Mariana chega ao hospital com a carta apertada na mão direita. Toda crispada, vai encontrar a irmã se arrumando para dormir. Glória toma um susto ao vê-la ali de volta:

      – O que você tá fazendo aqui? Cadê mamãe?

      – Toma, lê isso aqui.

      – Você abriu?! – arrasta a irmã pra fora do quarto – Você é maluca?! Como abre assim a carta? O que que mamãe disse?

      – Abri enquanto ela estava no banho. Ela nem me viu sair.

      – Ai, Mariana, você… nem sei o que dizer. Mamãe deve estar agoniada em casa com o seu sumiço.

      – Você vai ler ou não vai? Mais importante que o meu sumiço é o que tá escrito aí. Lê.

      Glória se senta na poltrona da sala de espera e põe-se a ler a carta. Antes de terminar o primeiro parágrafo, se lembra:

      – Liga pra mãe. Avisa que você tá aqui, pelo menos.

      Mariana faz menção de resistir. Mas aqueles negrumes de pupilas – que pedem ordenando e ordenam pedindo – fazem-na sair em demanda de um telefone. Glória volta à carta. A cada linha vencida, os maxilares se contraem; o cenho, cada vez mais carregado, e os lábios, a cada passo mais apertados e pálidos, desenham em seu rosto asco e revolta.

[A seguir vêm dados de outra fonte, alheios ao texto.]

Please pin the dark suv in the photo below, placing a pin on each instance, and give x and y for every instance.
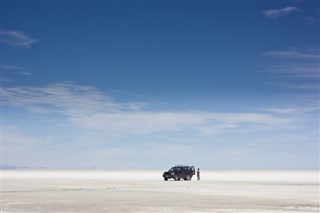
(179, 172)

      Ao terminar a leitura, dobra vagarosamente as folhas, enquanto suspira forte e reflete. Balança a cabeça, a concordar com antigas impressões e velhas certezas. Solta um riso de ironia. Levanta-se devagar e ruma para o quarto onde seu Jorge ainda repousa inconsciente. À porta, observa o pai ali largado, qual trapo, e lembra de tudo que leu. Aproxima-se do leito:

      – Sempre soube que você não é o que parece. A gente nunca se deu, não é? Mas é porque você sabia que eu sabia; de alguma forma, eu sabia.

      Neste instante, aparece Mariana:

      – Ele acordou?

      – Não. Tô falando sozinha. E mamãe?

      – Tá vindo pra cá.

      – É bom mesmo que venha…

      – E se for tudo mentira dessa Lucinda?

      – Duvido que seja. (Pausa). Viu só? Você queria tanto uma sobrinha, olha aí.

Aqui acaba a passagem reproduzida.